A decisão – tomada na reunião do diretório, sábado, em Curitiba – derrotou a posição de uma ala que defendia a participação no futuro governo, mas com a ressalva de que o partido teria a prerrogativa de apontar os nomes dos seus representantes no governo.

A posição do diretório reforçou o grupo do deputado federal e ex-candidato ao governo Padre Roque, que enfrentava resistências das outras correntes à sua indicação pessoal para compor a equipe de Requião. Roque está na relação dos prováveis petistas a serem chamados pelo governador eleito, contrariando alguns grupos internos que preferiam ver o partido representado por outros nomes.

Mesa

O diretório do PT também definiu uma posição sobre a eleição da Mesa Executiva da Assembléia Legislativa. A bancada estadual, conforme decisão do diretório, está liberada para compor com o PMDB, como já vem sendo negociado, ou lançar uma candidatura própria do partido à presidência caso haja algum desconforto em participar do acordo entre os pe-emedebistas e o atual presidente da Casa, deputado Hermas Brandão (PSDB). O diretório também declarou como prioritária a indicação de um nome do PT para disputar a 1.ª secretaria.

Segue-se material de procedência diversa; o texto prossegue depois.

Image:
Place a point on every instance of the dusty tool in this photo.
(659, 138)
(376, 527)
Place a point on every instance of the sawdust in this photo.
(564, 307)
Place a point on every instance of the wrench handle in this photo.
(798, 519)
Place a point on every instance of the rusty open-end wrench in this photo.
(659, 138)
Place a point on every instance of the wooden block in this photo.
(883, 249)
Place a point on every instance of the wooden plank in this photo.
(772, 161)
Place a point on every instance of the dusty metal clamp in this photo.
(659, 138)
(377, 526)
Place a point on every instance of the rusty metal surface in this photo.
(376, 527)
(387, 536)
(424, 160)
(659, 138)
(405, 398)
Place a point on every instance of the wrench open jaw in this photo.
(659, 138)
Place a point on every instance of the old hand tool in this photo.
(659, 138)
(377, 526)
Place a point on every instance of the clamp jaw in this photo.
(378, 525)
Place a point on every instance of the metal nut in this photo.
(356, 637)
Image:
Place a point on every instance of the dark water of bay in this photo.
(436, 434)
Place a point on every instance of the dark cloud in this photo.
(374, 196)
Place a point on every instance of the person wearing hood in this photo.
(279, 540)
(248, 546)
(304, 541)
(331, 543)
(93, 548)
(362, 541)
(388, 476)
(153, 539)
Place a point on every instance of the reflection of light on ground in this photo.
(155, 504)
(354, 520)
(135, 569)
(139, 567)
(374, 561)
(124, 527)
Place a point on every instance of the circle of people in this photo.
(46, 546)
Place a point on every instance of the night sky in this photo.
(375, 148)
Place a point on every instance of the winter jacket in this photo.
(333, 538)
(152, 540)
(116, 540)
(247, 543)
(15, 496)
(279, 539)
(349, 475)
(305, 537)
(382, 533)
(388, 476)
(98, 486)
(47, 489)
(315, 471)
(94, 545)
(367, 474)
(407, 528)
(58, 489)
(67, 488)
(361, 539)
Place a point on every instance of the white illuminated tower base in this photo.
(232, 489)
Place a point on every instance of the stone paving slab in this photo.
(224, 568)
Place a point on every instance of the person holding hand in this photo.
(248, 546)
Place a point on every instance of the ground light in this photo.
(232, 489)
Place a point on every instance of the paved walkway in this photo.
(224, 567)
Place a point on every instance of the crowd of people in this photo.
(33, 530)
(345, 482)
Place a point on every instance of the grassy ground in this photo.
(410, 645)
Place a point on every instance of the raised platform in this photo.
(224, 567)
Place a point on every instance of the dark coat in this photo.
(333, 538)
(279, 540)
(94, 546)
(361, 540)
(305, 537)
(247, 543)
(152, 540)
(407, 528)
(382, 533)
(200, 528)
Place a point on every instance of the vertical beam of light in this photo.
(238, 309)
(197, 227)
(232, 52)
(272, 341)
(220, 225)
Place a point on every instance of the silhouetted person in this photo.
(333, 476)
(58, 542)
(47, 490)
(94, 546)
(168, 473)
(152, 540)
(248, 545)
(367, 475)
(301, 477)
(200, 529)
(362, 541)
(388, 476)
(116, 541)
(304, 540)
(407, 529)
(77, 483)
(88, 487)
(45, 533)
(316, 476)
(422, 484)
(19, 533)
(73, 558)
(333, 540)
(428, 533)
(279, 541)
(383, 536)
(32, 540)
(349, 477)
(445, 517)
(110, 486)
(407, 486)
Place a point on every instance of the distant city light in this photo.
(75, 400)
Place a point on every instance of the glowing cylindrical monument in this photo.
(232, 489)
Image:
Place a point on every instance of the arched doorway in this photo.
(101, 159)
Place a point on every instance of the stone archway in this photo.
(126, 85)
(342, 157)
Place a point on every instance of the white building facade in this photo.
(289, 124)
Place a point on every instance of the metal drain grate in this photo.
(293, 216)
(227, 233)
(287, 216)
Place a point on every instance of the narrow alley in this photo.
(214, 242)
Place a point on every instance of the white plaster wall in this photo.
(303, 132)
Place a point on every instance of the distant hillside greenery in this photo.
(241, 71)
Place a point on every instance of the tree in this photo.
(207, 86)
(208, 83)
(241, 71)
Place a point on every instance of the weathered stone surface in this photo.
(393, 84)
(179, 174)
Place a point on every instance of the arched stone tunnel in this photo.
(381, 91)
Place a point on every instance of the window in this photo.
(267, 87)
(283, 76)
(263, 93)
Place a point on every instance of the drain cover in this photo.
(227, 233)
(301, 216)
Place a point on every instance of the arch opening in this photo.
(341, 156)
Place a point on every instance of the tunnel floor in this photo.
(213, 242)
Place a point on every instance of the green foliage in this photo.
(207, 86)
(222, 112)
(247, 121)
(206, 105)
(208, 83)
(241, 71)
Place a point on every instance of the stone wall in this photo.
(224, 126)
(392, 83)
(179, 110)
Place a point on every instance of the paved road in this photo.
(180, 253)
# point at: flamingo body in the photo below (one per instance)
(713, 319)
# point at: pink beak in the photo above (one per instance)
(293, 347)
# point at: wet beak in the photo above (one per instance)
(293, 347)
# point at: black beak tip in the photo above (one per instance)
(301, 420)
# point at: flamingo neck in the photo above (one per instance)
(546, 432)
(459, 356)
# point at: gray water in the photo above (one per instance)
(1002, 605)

Hoje, o bloco de apoio a Requião, do qual o PT faz parte, vai se reunir com Brandão para saber sua posição sobre a participação do atual 1.º secretário, Valdir Rossoni (PTB), na sua chapa. O PMDB e aliados vetam a candidatura de Rossoni à reeleição e pretendem indicar todos os demais cargos da Mesa Executiva em troca do apoio à reeleição do tucano.